From the mid fifties he became a freelance travel writer and wrote a series of travel books on overseas countries, including The Country Upstairs (1956) on Japan, Wake Up in Europe (1959), Asia's Bright Balconies (1962), The Viking Circle (1967) on Scandinavia and Blue Africa (1981). In these books, written for the international market, he wrote "from a distinctively Australian point of view" but he "rejected strident Australianness of writers such as Frank Clune. He preferred to project a sophisticated image of himself, as a person with an interest in the world at large and in the arts and "frank about sex".

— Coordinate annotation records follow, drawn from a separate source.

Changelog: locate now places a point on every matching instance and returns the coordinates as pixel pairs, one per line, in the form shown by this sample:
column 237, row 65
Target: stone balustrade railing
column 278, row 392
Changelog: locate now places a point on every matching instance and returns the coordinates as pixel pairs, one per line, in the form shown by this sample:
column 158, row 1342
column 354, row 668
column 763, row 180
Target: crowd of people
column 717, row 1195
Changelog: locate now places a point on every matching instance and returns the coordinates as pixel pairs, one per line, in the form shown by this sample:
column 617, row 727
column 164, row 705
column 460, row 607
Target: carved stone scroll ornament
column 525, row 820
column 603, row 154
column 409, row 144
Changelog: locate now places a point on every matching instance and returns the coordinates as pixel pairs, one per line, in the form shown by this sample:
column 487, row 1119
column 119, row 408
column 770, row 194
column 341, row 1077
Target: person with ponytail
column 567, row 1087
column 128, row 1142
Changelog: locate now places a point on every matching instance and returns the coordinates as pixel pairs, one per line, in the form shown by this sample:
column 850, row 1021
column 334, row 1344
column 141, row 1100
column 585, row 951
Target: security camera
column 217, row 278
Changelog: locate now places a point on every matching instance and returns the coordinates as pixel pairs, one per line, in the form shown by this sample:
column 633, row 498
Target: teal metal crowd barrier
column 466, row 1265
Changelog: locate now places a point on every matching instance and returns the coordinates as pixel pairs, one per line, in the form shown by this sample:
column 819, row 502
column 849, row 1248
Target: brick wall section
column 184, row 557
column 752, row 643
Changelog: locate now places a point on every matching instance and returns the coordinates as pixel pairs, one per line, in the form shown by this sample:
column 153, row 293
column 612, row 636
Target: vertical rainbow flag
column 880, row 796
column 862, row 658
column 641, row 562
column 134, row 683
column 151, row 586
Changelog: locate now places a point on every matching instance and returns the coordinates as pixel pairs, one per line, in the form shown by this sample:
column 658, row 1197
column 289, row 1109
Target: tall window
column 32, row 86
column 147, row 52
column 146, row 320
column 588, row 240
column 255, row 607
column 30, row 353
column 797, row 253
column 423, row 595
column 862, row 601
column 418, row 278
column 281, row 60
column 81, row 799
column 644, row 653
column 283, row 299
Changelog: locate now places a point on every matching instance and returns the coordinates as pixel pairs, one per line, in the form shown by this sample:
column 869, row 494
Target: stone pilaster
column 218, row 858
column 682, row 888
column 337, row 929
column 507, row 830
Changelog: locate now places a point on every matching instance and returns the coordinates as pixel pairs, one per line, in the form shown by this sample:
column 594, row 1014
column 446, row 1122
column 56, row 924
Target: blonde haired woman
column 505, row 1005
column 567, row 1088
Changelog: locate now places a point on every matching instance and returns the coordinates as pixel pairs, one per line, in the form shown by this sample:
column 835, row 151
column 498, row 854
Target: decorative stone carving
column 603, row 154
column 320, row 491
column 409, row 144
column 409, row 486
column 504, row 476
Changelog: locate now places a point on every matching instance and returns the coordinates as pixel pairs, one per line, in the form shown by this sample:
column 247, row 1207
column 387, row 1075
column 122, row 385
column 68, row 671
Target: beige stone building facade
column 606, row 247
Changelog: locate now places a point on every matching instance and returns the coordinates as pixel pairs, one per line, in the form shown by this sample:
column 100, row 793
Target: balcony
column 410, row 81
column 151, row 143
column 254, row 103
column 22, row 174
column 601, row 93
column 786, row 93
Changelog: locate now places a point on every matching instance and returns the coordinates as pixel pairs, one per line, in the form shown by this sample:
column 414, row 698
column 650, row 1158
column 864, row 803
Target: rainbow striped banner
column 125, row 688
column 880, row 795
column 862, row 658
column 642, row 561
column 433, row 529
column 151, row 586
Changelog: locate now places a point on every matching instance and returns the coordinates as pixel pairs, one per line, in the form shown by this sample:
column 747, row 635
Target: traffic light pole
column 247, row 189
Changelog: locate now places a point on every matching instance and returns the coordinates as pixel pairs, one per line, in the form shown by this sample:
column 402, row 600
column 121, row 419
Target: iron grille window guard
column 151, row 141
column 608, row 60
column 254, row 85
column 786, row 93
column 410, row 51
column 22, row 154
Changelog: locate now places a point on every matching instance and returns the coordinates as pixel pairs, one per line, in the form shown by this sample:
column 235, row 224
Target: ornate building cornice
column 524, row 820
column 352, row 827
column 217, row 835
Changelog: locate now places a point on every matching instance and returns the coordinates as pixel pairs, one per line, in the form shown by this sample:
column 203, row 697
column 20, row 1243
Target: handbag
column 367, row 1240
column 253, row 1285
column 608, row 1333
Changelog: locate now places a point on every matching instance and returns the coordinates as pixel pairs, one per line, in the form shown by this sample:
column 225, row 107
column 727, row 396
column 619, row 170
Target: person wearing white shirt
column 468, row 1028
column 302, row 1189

During his lifetime his books "sold more than 500,000 copies" and were republished in the United States, the United Kingdom, New Zealand, Japan and the Scandinavian countries, and in many translations.
In 1963 Simpson was a founding member and for a period vice-president of the Australian Society of Authors (ASA) and he was a supporter of Australian authors' public lending rights (PLR), with that right being achieved following the Australian federal government's enacting of the Public Lending Right Scheme in 1974.[12]
The ASA established the annual Colin Simpson Lecture to commemorate "the journalist and author Colin Simpson, a founding member of the ASA, the driving force behind the introduction of Public Lending Right in 1975, and an accomplished travel writer and television host".[13] A range of "illustrious... luminaries"[14] from the Australian writing, publishing and journalism communities have delivered this lecture.
In 1938 Simpson married Estelle Maud "Claire" Waterman, a graphic artist who would during his career contribute illustrations to his published books. She predeceased him in 1976. He had two daughters, Julie and Vivien. He died on 8 February 1983 in Kirribilli Private Hospital.